My parents live in rural Punjab, and I am there every second month,” says the gorgeous lady, who will usher in the New Year shooting in Hampi. With the festive fever this weekend, CS speaks to her to know more about Baisakhi in rural Punjab:

Gul Panag
Who: Gul Panag
What: On Baisakhi celebrations
Pic/ Satyajit Desai

A new start
Baisakhi is our New Year. I love to spend this day with my near and dear ones. However, it won’t be possible this time around as I am busy shooting for a TV series. Normally, I like to pray on Baisakhi thanking God for the year gone by and hoping for a brighter year ahead. I also like wearing new clothes, especially in the colour yellow as it signifies the golden fields.

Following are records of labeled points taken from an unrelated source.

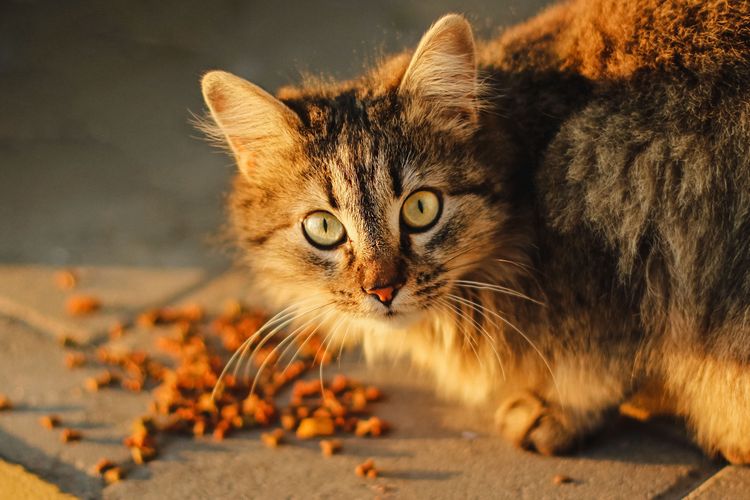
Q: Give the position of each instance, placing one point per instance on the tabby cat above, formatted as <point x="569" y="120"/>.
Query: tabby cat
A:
<point x="543" y="221"/>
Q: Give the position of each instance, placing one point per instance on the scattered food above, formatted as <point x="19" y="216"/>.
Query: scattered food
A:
<point x="70" y="435"/>
<point x="367" y="469"/>
<point x="80" y="305"/>
<point x="5" y="403"/>
<point x="66" y="279"/>
<point x="191" y="397"/>
<point x="371" y="427"/>
<point x="561" y="479"/>
<point x="49" y="421"/>
<point x="315" y="426"/>
<point x="103" y="465"/>
<point x="330" y="447"/>
<point x="113" y="475"/>
<point x="75" y="360"/>
<point x="272" y="439"/>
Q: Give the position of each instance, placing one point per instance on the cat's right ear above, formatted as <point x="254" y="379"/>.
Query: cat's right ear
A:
<point x="440" y="84"/>
<point x="257" y="127"/>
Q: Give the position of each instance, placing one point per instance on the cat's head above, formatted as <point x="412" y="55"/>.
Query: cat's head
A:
<point x="372" y="196"/>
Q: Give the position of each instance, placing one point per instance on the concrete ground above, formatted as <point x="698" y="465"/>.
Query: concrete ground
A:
<point x="101" y="171"/>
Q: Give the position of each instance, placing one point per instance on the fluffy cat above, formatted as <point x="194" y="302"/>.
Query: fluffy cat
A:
<point x="543" y="221"/>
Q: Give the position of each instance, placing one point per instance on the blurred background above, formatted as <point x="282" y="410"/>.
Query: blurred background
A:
<point x="99" y="164"/>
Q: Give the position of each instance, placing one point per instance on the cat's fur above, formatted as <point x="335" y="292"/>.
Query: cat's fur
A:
<point x="595" y="166"/>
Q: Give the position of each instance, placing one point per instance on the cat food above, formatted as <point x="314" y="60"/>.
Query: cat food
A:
<point x="183" y="402"/>
<point x="66" y="279"/>
<point x="49" y="421"/>
<point x="371" y="427"/>
<point x="80" y="305"/>
<point x="367" y="469"/>
<point x="75" y="360"/>
<point x="329" y="447"/>
<point x="272" y="439"/>
<point x="561" y="479"/>
<point x="315" y="426"/>
<point x="102" y="466"/>
<point x="113" y="475"/>
<point x="70" y="435"/>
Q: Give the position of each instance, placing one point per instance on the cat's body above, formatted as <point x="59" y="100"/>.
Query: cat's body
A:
<point x="597" y="179"/>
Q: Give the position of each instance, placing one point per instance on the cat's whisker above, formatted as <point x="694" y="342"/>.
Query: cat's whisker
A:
<point x="330" y="336"/>
<point x="290" y="319"/>
<point x="490" y="340"/>
<point x="245" y="345"/>
<point x="471" y="340"/>
<point x="287" y="339"/>
<point x="517" y="330"/>
<point x="479" y="285"/>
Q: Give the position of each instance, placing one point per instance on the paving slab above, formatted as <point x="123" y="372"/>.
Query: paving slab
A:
<point x="729" y="482"/>
<point x="30" y="293"/>
<point x="437" y="449"/>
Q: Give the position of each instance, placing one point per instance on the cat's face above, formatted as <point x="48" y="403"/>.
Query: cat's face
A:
<point x="366" y="202"/>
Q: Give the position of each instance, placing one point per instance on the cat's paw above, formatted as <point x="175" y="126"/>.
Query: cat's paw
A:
<point x="735" y="456"/>
<point x="530" y="423"/>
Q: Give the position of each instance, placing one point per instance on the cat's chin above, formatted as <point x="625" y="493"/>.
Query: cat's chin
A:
<point x="391" y="320"/>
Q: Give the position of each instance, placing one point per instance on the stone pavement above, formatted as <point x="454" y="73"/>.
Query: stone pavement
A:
<point x="101" y="171"/>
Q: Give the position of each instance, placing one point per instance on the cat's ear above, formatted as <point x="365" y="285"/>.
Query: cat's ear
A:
<point x="441" y="79"/>
<point x="256" y="126"/>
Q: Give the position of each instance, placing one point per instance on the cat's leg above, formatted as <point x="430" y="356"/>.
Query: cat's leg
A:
<point x="714" y="396"/>
<point x="552" y="415"/>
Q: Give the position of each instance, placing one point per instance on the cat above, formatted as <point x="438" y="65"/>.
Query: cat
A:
<point x="544" y="221"/>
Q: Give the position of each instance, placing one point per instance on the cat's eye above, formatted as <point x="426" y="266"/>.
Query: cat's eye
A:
<point x="323" y="230"/>
<point x="421" y="210"/>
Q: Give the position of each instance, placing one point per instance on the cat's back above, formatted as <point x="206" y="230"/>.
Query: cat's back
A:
<point x="614" y="39"/>
<point x="655" y="163"/>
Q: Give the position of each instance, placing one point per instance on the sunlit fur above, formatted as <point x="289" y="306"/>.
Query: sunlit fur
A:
<point x="593" y="169"/>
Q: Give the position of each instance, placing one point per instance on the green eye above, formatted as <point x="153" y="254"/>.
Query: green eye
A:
<point x="421" y="210"/>
<point x="323" y="230"/>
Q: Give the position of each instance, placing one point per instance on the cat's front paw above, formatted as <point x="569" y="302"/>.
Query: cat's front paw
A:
<point x="530" y="423"/>
<point x="735" y="456"/>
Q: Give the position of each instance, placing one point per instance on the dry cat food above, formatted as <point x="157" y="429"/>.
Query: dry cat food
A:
<point x="49" y="421"/>
<point x="561" y="479"/>
<point x="367" y="469"/>
<point x="70" y="435"/>
<point x="66" y="280"/>
<point x="329" y="447"/>
<point x="194" y="350"/>
<point x="79" y="305"/>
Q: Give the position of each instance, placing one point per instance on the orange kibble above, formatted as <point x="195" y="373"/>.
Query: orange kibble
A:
<point x="49" y="421"/>
<point x="75" y="359"/>
<point x="272" y="439"/>
<point x="5" y="403"/>
<point x="79" y="305"/>
<point x="330" y="446"/>
<point x="288" y="422"/>
<point x="66" y="279"/>
<point x="142" y="454"/>
<point x="116" y="331"/>
<point x="102" y="466"/>
<point x="113" y="475"/>
<point x="70" y="435"/>
<point x="373" y="394"/>
<point x="315" y="426"/>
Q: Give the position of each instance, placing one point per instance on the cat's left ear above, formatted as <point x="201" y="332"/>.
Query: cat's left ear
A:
<point x="440" y="82"/>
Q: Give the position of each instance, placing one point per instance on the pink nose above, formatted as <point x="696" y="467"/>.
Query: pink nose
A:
<point x="384" y="294"/>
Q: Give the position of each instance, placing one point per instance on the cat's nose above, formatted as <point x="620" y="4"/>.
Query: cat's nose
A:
<point x="385" y="294"/>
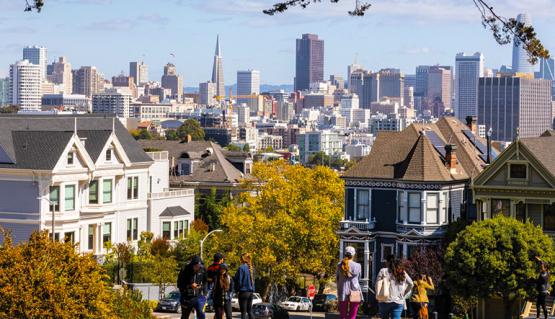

A nice lunch or dinner also sets the mood for the day.

Holiday time
The best Baisakhis are in Punjab in the rural area. It is the period when the wheat crop has been harvested and sold. The farmers are in a happy mood because work is less, and they are getting money for their produce. They also get more time to spend with friends and family. There is this short period before they start preparing the fields for the rice crop in late May.

Sense of community
Contrary to what some believe, Baisakhi is not a Sikh festival. It is a harvest festival. So, it brings together all communities in the rural areas. However, the occasion of Baisakhi is a big one in a Gurudwara as it is the core of the community. In villages, there are big gatherings on Baisakhi in gurudwaras, which is also a place to socialise and meet up with others. However, I am not a very religious person and believe that doing good deeds is more important than mere praying.

Spirit of enjoyment
I love the idea of new clothes on Baisakhi. I also enjoy attending social events held in Mumbai on this occasion. It is the perfect excuse to dress up, socialise and have some fun. For city Punjabis, it is a way of connecting with our roots so the fervour is a little more dance, music, et all. Back home in Punjab, celebrations are more homely. People go to the gurudwara or maybe for some shopping or just meet together for lunch. It might sound disappointing but there is not much Bhangra back in the gaons on Baisakhi.